Ahora, permítanme un breve excursus sobre el título de este artículo: según cómo se lea, puede resultar de una petulancia de la que carezco, sinceramente. Jugar con la anáfora “-ana” que, coincidentemente, se repite al final de mi nombre, no significa que yo pretenda tener un sistema teológico equiparable o contrastable con el barthiano, calvinista o arminiano: nada más lejos para mí, que he escrito, justamente, una teología a-sistemática. Como base, descreo de los sistemas como forma para acercarse al misterio. Estoy mucho más cerca de una apofática[1] que de una sistemática. Pero, además, jamás me arrogaría semejante comparación. Al decir “solo Eliana” estoy intentando decir que no hay necesidad de etiquetas, de rótulos y, mucho menos, necesidad de someternos a una metafísica del ser/no ser[2]. ¿Por qué encerrarse en un sistema? Hacer que “todo encaje” ¿no puede convertirse en un lecho de Procusto? Si logramos definir a Dios (definir siempre es delimitar, fijar los contornos, los límites, las fronteras) ¿no obtenemos un dios-pequeño que se deja delimitar? Paul Tillich preguntaría (no lo hizo, solo hipotetizó en base a su teología): ¿Está Dios allí?
Recuerdo que cuando se publicó por primera vez este artículo, en 2010, una amiga querida me llamó, muy alarmada y me preguntó: “¿Ahora sos arminiana?”. Independientemente del estupor que le había causado esta posibilidad (como si me hubiera convertido en asesina serial), lo que me sorprendió es la catalogación: si no sos calvinista, entonces sos arminiana: como si no hubiera toda una gama de grises en el medio, una colección de líneas de fuga, un conjunto de interseccionalidades y transversalidades que se entrecruzan y, por supuesto, la infinita posibilidad de combinaciones… Porque, ¿Cómo hablar de Dios si no es de manera fragmentaria, dubitativa?

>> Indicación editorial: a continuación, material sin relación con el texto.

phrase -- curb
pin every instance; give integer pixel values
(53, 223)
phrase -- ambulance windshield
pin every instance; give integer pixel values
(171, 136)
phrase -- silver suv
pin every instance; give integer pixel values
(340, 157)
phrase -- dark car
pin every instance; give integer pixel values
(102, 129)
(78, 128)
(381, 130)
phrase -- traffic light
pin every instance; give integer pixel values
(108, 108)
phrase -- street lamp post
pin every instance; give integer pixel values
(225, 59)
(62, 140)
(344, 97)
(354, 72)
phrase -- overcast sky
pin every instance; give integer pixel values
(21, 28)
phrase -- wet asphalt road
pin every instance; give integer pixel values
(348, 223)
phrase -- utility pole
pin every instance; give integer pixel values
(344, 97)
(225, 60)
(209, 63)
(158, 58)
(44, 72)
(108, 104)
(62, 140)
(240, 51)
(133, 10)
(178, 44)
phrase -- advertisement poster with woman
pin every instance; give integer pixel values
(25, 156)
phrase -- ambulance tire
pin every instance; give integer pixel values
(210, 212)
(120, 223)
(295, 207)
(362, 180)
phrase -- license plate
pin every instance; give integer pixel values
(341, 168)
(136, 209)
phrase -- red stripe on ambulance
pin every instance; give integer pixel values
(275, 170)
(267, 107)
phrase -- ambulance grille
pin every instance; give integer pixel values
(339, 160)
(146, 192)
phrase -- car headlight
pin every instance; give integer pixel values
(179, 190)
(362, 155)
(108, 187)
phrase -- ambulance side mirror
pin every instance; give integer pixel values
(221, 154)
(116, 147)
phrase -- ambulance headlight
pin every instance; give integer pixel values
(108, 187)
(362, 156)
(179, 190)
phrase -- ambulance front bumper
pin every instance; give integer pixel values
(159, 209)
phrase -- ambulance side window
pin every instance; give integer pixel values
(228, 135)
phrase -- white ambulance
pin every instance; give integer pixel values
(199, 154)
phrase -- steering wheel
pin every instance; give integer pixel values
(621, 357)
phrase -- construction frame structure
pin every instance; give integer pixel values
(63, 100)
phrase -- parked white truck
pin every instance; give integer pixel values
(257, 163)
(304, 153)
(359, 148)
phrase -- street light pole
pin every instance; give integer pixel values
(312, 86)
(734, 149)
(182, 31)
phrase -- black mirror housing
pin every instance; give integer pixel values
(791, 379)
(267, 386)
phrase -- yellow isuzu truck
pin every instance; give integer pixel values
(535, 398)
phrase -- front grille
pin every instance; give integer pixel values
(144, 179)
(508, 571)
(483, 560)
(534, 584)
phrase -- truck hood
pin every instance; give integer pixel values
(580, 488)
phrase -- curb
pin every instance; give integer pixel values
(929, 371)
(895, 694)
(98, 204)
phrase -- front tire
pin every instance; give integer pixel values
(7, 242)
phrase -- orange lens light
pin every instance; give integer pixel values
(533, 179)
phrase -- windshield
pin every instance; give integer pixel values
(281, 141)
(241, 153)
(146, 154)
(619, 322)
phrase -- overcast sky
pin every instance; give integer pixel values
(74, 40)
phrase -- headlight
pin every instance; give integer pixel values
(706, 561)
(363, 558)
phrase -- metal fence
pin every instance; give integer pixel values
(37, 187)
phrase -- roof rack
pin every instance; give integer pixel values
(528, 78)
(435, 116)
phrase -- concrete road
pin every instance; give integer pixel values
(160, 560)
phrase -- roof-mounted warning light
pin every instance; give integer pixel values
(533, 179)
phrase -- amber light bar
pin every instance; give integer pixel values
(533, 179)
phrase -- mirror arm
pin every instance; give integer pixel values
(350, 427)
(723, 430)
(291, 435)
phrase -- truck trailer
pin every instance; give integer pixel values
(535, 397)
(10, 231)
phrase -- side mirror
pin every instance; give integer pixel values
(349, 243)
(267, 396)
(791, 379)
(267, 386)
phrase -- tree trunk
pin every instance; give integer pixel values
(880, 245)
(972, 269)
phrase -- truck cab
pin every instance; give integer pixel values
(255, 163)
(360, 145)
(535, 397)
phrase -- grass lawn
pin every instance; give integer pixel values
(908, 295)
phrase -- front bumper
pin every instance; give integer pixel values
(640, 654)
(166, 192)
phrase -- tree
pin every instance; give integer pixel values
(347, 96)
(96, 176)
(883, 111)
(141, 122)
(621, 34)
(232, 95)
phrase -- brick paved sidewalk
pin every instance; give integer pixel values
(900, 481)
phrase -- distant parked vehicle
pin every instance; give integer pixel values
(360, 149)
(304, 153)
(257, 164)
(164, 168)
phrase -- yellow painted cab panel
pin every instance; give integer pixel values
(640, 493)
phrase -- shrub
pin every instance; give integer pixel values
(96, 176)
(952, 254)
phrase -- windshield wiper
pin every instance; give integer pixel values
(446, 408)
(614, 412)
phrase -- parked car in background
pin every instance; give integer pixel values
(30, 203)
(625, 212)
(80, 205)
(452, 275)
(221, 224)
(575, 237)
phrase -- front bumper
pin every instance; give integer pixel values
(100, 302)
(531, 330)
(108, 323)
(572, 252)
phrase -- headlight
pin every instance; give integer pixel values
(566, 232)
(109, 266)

Prefiero no fijarle los límites a Dios, pero sí reconocer los míos cuando intento explicarlo. En este sentido es que digo que etiquetar es empobrecer y limitar, y en este sentido, también, estoy más cerca de lo que en algún lado denominé “Fuzzy Theology”, tomando prestado el concepto de la lógica difusa[3].
Yo sé que no se puede reducir la teología calvinista al concepto de “predestinación” ni tampoco al famoso TULIP[4]. Sin embargo, soy de la idea —acaso errónea, por qué no— de que ambos temas son pilares de toda su teología. Y digo más: tengo la sospecha hermenéutica de que el punto nodal desde el cual arranca Calvino para sustentar todo su magno edificio (al que le reconozco majestuosidad, aunque ahora mismo no me resulte funcional) es el atributo de “soberanía”. Dice L. Berkhof[5]:
“La soberanía de Dios se presenta en la Escritura en tono muy enfático. Se le presenta como el Creador y su voluntad como causa de todas las cosas. En virtud de su obra creativa le pertenecen los cielos, la tierra y todo lo que ellos contienen. Reviste plena autoridad sobre los ejércitos del cielo y los habitantes de la tierra. Sostiene todas las cosas con su omnipotencia y determina la finalidad que cada uno está destinado a servir. Gobierna como Rey en el más absoluto sentido de la palabra y todas las cosas dependen de Él y le sirven a Él”.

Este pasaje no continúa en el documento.